Chicago Mayor Lori Lightfoot’s fate in question after voting closes
As the polls close in the Chicago mayoral race, Laurie Lightfoot looks destined to become the first incumbent mayor of the Windy City to lose re-election in 40 years.
Lightfoot’s outlook looked bleak ahead of Tuesday’s presidential race as the Democratic mayor trailed several candidates in the polls.
A poll conducted by Victory Research just days before the election ranked Lightfoot third with just 18.7% of the vote, behind former Chicago Public Schools head Paul Wallace (26.8%) and Cook County Commissioner Brandon Johnson (20.2). %).
Wallas’ lead over Lightfoot is widening, with his total votes up nearly 5 percentage points since the last tally by Victory Research.
The M3 Strategies poll released last week also showed Wallas in the lead, but by a wide margin, with 32% support, much more than Lightfoot’s 13.6%.
If no candidate wins 50% of the vote in Tuesday’s election, the top two leaders will face off in a second round of elections on April 4.
In a race where crime and public safety have become major concerns for voters, Lightfoot has faced harsh criticism for the rampant crime that plagued Chicago during her tenure, as well as bringing race into elections and saying that voters who do not support her should not appear in the elections.
Under Lightfoot, Chicago had 695 homicides at the end of 2022 and 804 in 2021, a level not seen in the Windy City in a quarter of a century.
In addition, according to the Chicago Police Department’s year-end report, there were more than 20,000 theft incidents in the city in 2022, almost double the number in 2021.

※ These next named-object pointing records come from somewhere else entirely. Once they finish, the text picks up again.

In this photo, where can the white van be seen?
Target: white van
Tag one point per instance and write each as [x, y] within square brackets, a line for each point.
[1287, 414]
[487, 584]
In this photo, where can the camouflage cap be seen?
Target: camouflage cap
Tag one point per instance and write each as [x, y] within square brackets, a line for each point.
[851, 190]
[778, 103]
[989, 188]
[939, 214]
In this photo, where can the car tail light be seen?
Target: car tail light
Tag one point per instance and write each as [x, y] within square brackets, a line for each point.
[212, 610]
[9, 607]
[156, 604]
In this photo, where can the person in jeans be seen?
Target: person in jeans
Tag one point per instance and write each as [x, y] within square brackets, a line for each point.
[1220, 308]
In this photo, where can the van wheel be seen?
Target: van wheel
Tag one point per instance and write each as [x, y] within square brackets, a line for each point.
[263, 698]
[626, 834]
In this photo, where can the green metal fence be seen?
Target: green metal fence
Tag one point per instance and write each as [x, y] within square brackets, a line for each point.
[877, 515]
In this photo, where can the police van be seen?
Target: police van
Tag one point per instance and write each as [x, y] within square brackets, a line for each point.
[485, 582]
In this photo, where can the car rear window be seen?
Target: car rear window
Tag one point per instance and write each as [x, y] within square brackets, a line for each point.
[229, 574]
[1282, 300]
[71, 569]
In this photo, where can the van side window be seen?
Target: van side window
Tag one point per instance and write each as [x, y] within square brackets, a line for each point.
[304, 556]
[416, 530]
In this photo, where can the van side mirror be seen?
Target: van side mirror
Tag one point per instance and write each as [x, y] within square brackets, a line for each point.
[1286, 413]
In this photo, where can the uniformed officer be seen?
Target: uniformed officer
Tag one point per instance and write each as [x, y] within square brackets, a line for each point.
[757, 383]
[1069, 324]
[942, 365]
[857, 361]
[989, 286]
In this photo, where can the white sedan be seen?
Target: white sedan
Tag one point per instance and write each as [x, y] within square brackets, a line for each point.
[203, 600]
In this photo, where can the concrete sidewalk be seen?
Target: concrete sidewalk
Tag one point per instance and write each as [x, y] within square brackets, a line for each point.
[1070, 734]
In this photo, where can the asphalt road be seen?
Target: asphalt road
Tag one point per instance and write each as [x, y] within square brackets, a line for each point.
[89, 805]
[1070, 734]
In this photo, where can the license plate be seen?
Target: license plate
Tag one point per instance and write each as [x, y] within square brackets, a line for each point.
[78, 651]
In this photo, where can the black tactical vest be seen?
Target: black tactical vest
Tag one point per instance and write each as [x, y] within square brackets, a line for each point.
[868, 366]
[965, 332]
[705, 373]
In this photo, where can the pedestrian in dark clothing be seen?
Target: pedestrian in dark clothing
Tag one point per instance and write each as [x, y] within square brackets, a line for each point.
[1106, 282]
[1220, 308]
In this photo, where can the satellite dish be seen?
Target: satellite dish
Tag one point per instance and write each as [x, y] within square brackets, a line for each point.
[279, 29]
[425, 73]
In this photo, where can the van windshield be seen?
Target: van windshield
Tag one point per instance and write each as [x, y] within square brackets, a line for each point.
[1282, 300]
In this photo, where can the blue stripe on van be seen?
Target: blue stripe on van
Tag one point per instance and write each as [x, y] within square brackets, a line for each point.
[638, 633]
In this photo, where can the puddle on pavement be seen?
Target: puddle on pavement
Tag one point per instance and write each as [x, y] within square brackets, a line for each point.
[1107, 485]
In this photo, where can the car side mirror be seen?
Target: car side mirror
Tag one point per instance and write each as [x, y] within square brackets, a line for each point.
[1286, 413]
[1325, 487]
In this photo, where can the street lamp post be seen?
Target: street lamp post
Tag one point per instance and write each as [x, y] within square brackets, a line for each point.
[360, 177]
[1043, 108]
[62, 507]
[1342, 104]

Lightfoot argued that critics of her four-year tenure simply didn’t want to see a “black woman” run the New Yorker Saturday.
“I’m a black woman – let’s not forget,” she told the publication. “Frankly, some people don’t support us in leadership positions.”
The 60-year-old mayor is the first black woman and the first openly lesbian mayor of Chicago.
“The very forces that didn’t want Harold Washington to succeed are still here,” she told The New Yorker, referring to the Democrat who was elected in 1983. “The last time we had an African American mayor was 40 years ago. It is important for us not to repeat history.”
Lightfoot made the announcement despite the fact that eight of the nine mayoral candidates on Tuesday were people of color.
Lightfoot, 60, told South Chicago voters earlier this month that they shouldn’t vote at all unless they vote for her re-election, but later insisted she misspoke.
The mayor said voting for “someone not called Lightfoot is voting for Chewie Garcia or Paul Wallas,” referring to her rivals.
“If you want them to control your destiny and your destiny, then stay at home,” Lightfoot continued. Then don’t vote.
She later told reporters that she did not want to suggest that voters not participate in the elections.